In desktop applications, the user interface dominated the screen. The buttons to click, the bars to drag, the windows. The actual stuff we were working on—text, images, video, whatever—was largely secondary, and that made sense, because the only way to do anything was through the interface. It worked, but it was always clear that it was artificial, something entirely created that didn’t work how our brains do. We had to force our brains to work how the computer worked, contorting ourselves around it.
In a sense, desktop applications could be designed without context in mind, because there really was only one context: the user is sitting at a desk working on the computer. In this context, and because the PC only worked using abstractions upon abstractions, it was okay for the user interface to dominate what we were doing. Everything was artifice anyway, so it only made sense for artifice to dominate.
That isn’t the case with mobile devices. What’s powerful about mobile devices is that they exist to complement what we are already doing, rather than be our primary focus. Whereas users mold themselves around how PCs work—users only work on PCs while their focus is entirely on them—mobile devices are used while doing other things. They’re used while waiting in line at the grocery store, when out to dinner, watching television, driving somewhere (by passengers!), or walking somewhere. Mobile devices are used almost entirely while doing something else, for relatively short periods of time, and usually, to accomplish a very specific task. What groceries do I need to buy? What time does the movie start? How do I get to that restaurant? What’s the weather going to be like? etc.

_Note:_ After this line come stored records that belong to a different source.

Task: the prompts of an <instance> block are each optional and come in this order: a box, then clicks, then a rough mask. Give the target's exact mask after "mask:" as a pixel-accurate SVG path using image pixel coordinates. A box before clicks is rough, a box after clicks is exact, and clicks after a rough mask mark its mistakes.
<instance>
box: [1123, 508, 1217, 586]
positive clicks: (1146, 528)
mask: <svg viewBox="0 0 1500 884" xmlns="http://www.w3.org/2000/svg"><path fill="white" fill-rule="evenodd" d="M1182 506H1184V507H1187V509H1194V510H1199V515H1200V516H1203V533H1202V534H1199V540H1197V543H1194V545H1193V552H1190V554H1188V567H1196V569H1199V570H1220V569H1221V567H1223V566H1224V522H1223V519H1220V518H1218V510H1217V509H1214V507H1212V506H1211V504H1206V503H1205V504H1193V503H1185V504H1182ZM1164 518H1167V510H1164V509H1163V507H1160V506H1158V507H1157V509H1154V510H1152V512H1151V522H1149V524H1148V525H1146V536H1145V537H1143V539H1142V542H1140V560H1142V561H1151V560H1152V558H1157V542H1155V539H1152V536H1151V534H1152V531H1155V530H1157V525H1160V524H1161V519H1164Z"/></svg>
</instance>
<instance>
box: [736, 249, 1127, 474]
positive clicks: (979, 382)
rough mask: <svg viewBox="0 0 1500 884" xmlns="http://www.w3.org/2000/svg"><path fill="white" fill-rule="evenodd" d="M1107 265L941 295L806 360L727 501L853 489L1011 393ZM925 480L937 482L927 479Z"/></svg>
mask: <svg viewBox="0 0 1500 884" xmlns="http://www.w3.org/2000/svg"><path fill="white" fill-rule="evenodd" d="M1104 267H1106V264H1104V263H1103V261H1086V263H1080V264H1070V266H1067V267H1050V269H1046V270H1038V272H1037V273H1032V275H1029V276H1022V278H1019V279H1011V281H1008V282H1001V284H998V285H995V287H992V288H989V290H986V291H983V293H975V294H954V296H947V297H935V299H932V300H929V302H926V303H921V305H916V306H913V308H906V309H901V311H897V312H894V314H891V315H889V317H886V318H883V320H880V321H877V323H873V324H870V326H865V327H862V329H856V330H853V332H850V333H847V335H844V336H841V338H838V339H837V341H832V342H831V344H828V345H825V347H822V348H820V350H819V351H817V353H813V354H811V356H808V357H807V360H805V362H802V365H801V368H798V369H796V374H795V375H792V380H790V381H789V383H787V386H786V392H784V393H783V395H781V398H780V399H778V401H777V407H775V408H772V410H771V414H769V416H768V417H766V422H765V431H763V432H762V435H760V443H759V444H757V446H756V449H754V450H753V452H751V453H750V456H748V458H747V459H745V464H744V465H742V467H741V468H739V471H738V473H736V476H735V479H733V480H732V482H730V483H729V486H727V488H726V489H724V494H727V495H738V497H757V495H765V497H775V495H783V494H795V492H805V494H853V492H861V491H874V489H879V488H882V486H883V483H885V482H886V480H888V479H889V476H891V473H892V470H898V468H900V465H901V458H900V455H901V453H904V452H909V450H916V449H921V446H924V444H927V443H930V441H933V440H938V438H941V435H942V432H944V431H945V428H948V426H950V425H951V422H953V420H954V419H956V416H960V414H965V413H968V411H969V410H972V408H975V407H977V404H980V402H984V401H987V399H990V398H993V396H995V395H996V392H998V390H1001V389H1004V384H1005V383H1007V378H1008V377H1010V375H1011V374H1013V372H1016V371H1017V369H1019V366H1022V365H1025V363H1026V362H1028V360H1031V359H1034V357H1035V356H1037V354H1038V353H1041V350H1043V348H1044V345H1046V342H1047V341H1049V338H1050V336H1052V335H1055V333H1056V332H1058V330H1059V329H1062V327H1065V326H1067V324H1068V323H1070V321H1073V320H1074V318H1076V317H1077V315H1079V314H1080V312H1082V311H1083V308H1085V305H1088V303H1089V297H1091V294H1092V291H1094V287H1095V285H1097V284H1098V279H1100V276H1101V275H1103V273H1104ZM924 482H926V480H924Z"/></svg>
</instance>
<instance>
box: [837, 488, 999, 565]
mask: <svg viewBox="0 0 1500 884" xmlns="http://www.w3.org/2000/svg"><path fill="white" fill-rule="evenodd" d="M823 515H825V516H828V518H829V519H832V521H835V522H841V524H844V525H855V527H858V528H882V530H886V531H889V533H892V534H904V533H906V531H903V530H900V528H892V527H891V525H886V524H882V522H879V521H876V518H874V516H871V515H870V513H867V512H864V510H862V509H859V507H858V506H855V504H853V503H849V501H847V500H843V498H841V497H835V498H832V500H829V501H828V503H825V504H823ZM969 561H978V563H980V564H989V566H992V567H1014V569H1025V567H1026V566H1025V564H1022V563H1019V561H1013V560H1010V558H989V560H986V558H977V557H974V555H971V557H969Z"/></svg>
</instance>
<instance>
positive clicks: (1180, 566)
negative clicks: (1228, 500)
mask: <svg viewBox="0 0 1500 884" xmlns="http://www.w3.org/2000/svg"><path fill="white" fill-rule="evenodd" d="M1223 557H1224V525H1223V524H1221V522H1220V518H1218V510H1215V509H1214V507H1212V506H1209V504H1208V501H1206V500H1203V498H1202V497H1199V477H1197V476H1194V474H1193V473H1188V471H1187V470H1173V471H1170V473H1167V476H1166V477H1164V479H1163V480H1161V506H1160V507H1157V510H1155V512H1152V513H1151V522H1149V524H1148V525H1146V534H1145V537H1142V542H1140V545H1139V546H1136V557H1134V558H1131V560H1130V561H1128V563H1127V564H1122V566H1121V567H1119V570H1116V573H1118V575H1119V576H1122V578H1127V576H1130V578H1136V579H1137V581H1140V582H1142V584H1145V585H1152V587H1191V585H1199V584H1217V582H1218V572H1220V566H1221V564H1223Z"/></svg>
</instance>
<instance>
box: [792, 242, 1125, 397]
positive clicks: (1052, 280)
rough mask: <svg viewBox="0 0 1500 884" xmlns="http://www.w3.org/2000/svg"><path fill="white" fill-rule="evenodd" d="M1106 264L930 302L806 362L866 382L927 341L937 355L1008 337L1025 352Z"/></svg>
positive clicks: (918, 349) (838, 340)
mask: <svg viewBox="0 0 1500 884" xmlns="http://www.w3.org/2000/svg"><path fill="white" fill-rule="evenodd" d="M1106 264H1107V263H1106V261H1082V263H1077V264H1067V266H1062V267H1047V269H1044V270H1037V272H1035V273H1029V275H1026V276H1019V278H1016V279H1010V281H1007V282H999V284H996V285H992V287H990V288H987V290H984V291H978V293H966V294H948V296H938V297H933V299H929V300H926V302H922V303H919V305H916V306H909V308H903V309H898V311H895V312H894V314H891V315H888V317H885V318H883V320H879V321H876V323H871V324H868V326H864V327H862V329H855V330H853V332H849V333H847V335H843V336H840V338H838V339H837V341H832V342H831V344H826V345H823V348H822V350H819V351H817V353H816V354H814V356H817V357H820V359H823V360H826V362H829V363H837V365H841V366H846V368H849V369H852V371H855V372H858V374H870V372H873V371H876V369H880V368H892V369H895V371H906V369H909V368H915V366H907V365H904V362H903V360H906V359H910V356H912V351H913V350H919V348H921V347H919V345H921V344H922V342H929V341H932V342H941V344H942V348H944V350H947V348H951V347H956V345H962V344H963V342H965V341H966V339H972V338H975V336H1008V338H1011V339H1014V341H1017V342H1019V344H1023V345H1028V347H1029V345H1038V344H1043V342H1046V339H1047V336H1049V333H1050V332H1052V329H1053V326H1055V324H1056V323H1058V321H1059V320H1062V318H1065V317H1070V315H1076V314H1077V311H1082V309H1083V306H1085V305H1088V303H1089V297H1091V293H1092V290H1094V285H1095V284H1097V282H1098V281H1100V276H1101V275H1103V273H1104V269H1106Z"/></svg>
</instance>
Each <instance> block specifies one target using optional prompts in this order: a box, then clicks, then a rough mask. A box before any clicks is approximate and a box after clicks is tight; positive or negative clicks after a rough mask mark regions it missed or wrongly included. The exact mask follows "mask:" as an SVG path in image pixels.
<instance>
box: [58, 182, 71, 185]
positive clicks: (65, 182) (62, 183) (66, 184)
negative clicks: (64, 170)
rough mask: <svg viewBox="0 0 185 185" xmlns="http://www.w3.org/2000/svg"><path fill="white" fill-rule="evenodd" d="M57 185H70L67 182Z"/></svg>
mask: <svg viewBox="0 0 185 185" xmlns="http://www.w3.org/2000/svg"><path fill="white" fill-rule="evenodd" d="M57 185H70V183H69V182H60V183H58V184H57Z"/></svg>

What this means is that designing applications for mobile means that context—for what purpose it will be used, how, and where—should be the first and primary consideration. It must define everything about how the application is designed, from the application’s concept to the physical design itself. It also means, though, that mobile applications are tools, a means of accomplishing a task and getting on with what the user is doing. Mobile applications should be cogs which seamlessly fit into an existing process—say, finding a restaurant to eat at—and make it better.
That’s precisely what a tool is: something which requires very little explanation for how to use it, because it is designed so precisely for its purpose, that how to use it is obvious. If you’re trying to dig a hole with your hands, you don’t need much explanation for how to use a shovel. “This is the handle” is about the extent of it.
There is no interface, in other words. There are no complicated concepts to learn first, no keyboard commands—just something which makes immediate sense, because it was designed precisely for what the user is trying to do. The application’s underlying concept should match the user’s.
Of course, there are cases where this really isn’t possible. Some purposes are so complex that even the best solutions are too sophisticated to be immediately understood, and even in simpler cases, it’s difficult to achieve. But that should be the goal.
What we should be trying to create are applications that are designed so specifically to the user’s context that the application ceases to feel like software—a finicky piece of artifice that we have to strain to understand and play with to get it to do what we want—and begins to feel like a physical object, something that just is and just works a certain way and we know will work that way.